El francés optó por buscar cómo sustraer a Karen de Phi Phi por vía marítima. Regresó un par de horas después, esperanzado. Encontró el camino. Una lancha carguera, desvencijada, estaba por irse. Aceptaba llevársela. Fue una fortuna más de su destino. Si se hubiera quedado un día más, como les pasó a algunos lesionados que pasaron más de 48 horas en la isla hasta que llegó la ayuda inicial, las heridas pudieron habérsele gangrenado y hubiera ella podido sufrir la amputación de alguna de sus extremidades.

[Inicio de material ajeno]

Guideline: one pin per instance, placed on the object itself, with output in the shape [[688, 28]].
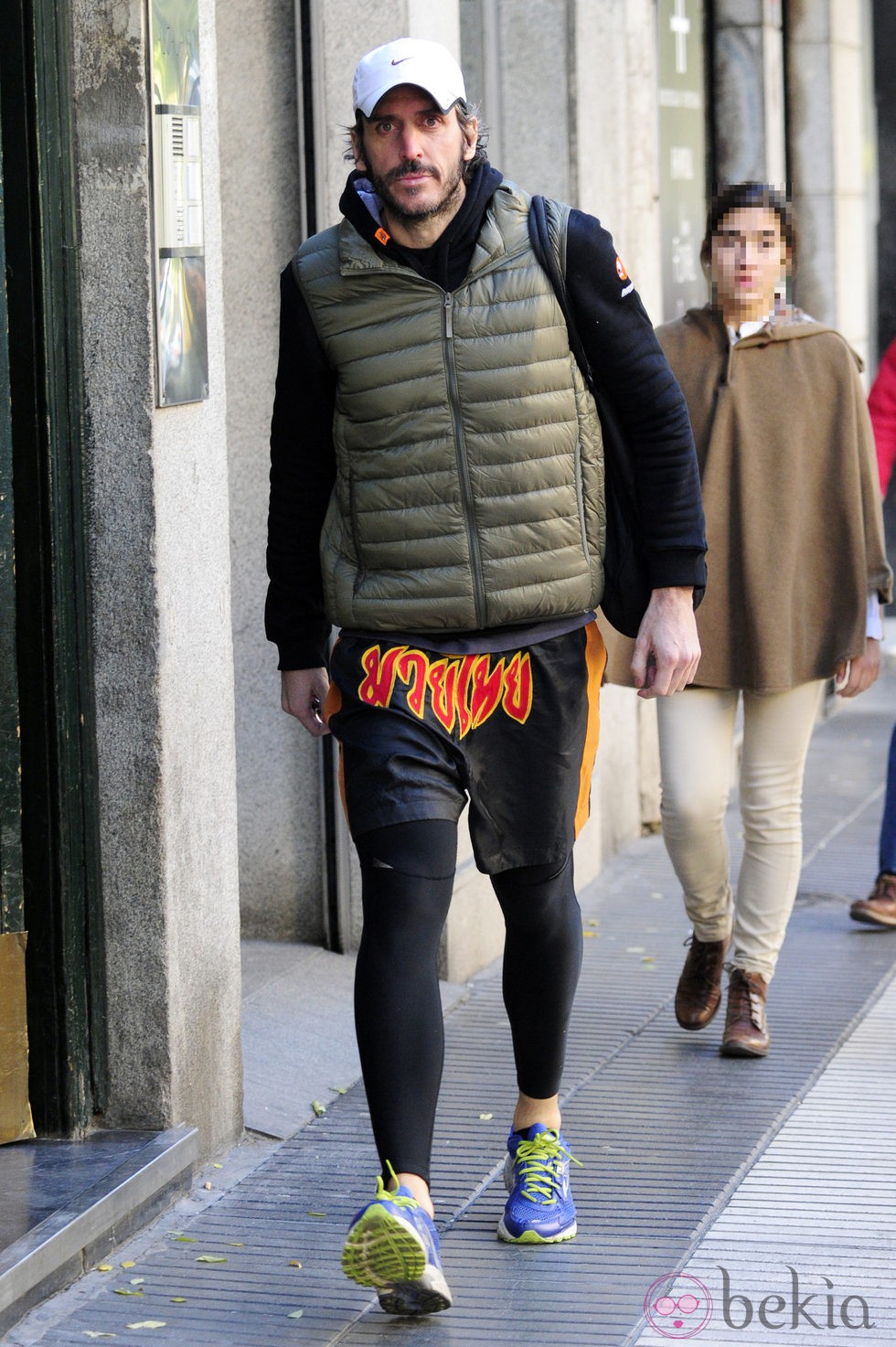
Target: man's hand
[[667, 648], [304, 694], [855, 677]]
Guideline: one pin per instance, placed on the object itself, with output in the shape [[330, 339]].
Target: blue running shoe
[[537, 1173], [392, 1245]]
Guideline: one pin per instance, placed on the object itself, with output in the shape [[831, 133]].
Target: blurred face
[[415, 155], [748, 262]]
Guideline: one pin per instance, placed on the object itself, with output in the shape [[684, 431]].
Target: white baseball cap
[[407, 61]]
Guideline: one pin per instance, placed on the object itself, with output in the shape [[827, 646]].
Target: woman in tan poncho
[[798, 572]]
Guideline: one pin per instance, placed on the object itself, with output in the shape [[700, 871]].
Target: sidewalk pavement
[[719, 1201]]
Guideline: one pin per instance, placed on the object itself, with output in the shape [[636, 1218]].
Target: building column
[[833, 162], [750, 91], [161, 600]]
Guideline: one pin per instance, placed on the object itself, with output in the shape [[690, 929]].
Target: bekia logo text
[[679, 1306], [816, 1310]]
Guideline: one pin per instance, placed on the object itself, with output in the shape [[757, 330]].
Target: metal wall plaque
[[682, 153], [182, 349]]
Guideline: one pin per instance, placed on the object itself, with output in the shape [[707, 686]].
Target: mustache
[[411, 166]]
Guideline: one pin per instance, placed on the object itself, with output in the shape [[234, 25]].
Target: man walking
[[437, 495]]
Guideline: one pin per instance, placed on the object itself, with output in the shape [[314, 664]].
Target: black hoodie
[[620, 345]]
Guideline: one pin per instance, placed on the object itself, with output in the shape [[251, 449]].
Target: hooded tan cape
[[793, 506]]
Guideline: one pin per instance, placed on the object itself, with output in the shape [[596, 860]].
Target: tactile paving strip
[[665, 1129]]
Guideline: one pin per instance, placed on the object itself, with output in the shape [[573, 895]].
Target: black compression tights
[[407, 874]]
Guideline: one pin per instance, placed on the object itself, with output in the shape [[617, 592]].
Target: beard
[[407, 209]]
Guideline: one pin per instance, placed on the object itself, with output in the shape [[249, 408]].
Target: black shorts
[[514, 733]]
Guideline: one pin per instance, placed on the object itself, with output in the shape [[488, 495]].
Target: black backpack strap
[[548, 235]]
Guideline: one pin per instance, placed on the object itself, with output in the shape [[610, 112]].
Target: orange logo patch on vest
[[461, 691]]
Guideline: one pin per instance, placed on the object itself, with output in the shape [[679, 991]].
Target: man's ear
[[357, 150]]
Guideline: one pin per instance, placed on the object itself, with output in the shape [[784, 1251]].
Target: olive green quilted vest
[[469, 487]]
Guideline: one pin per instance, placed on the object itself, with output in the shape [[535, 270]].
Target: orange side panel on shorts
[[596, 663]]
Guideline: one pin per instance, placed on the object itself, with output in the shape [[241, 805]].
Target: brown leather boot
[[745, 1022], [699, 988], [879, 908]]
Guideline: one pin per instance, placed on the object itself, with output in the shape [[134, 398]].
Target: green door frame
[[59, 818], [11, 897]]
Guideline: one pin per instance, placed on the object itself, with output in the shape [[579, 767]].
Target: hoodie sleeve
[[634, 373], [302, 476]]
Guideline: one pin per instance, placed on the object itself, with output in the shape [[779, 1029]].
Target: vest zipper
[[463, 466]]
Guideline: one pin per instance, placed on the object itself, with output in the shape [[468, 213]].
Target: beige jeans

En el puerto, los muertos ya comenzaban a apilarse, algunos estaban ya cubiertos con sábanas. Una madre se arremolinaba entre ellos buscando a su bebé ahogado. Karen se iba deteniendo uno a uno, les miraba las manos, las piernas. Evitaba los rostros. Buscaba a Jacobo y él ahí no estaba. Quizá era una esperanza.
Olía a podredumbre y los moscos lo invadían todo: comida, desperdicios y muertos. El Hotel Holiday Inn, parcialmente dañado, se había convertido en hospital. Los camastros y los sillones que sobrevivieron al desastre, servían de camillas.
Eran pocos los heridos, mucha más era la gente que buscaba huir. Había filas interminables de personas con maletas. Todo en la playa estaba revuelto, era inmundo. Peces muertos, puertas rotas, vidrios, desolación, montañas de cadáveres. Más de cincuenta toneladas de basura en una isla que quedó devastada en un 70%. Nuevamente Karen iba descalza, las heridas de sus pies no soportaban ningún zapato. Tenía la sensación de pisar cuerpos enterrados en la arena. El mar, a lo lejos, lucía bello e indefenso.
Hacía 24 horas, Karen Michan había llegado a la isla paradisíaca con su esposo, Jacobo Hassan, y hoy ella, solo ella, viajaba embarcada en una pequeña lancha carguera, tan sobrecargada con una veintena de pasajeros, que estaba a escasos centímetros de hundirse en el océano. No viajaría así a Phuket, nunca llegarían. El objetivo era llevar a Karen a un ferry de turistas, para que la condujeran a un hospital lo antes posible.
Hace 24 horas, ¿cómo pude haberle dicho a Jacobo que era ése el peor día de mi vida? No sabía yo lo que decía, no conocía la palabra tragedia. Ahora no estaba él conmigo para disculparme, para decirle que ya no vomitaba ante el mareo. Ahora sí, había pasado el peor día de mi vida.